São grandes senhores!, disse frei Zedilho. Sim, eram! Mas, com o serem, continuavam escravos do grão-turco e se não cumpriam os seus ofícios e governos como deviam, não se ensaiava nada em tirá-los do cargo e com facilidade os mandava matar, se lhe parecia, sem haver quem lho ousasse contradizer.

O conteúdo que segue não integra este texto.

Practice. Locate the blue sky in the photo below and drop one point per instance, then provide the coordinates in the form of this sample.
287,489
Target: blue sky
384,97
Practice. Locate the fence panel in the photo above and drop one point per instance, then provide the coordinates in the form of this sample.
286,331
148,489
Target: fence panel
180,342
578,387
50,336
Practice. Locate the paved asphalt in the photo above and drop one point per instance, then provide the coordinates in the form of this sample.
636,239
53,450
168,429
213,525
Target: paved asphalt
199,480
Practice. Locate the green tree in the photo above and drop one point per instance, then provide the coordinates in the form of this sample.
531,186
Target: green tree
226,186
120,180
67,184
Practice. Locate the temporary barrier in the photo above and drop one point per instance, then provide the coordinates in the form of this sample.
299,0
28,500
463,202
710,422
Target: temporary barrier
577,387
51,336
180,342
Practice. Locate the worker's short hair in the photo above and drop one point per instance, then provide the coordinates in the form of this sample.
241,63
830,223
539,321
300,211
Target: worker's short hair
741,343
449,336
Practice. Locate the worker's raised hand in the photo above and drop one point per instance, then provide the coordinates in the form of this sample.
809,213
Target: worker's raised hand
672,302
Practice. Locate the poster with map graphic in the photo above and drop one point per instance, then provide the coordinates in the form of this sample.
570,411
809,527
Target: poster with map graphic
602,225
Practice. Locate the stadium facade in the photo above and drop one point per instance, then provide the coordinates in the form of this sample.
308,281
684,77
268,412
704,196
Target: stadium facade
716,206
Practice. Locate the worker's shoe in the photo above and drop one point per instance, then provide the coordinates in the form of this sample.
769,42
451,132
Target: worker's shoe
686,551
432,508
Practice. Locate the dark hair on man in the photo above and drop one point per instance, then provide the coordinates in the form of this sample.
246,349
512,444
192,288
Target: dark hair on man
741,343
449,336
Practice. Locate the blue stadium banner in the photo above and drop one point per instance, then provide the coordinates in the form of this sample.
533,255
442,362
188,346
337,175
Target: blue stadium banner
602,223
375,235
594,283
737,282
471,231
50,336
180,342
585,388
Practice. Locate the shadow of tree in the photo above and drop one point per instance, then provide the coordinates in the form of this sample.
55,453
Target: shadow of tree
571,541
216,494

Se porém serviam fiel e louvavelmente, promovia-os de uma dignidade pequena a outra maior. Ordinariamente não dava estas funções senão por três anos, já se via com que intenção...

Tínhamos passada toda a Albânia com a diversidade dos seus portos, cidades e lugares, entre os quais a famosa Castória, edificada dentro do mar como a rica Veneza, e a inexpugnável Valona, onde ao presente o grão-turco tem a sua esquadra de galés e naus de que se serve nas batalhas navais. Pérides, com o seu olhar habituado a perscrutar o horizonte onde começava a sombrear a mancha de uma ilha, disse: Tenho de vos deixar. Estamos a chegar a Corfu. Bateu-me mais forte o coração e senti subitamente um grande medo do que iria encontrar naquela ilha. Não tardou muito que a víssemos com nitidez, suas muralhas edificadas sobre a rocha viva, e pouco tempo depois dávamos entrada pelo estreitíssimo canal que vai entre a ilha e a terra dos Turcos, tão estreito que as embarcações que entram não podem fazer manobra para se voltarem e necessitam de um vento para entrar e outro para sair. Por isso muitas vezes sucede estarem ali detidas sem poderem fazer viagem, salvo sendo ajudadas pelas galés que a senhoria veneziana ali tem continuamente para guarda e defensão da ilha. A muita proximidade da terra dos Turcos faz que estes a cobicem e mais que uma vez tentaram tomá-la, mas sem resultado, pois Veneza tem sabido defendê-la, com a guarnição militar dos seus dois fortíssimos castelos roqueiros sobre o mar e as suas cerca de trinta galés». In Fernando Campos, A Casa do Pó, Difel, 1986, Editora Objectiva, Alfaguara, 2012, ISBN 978-989-672-114-5.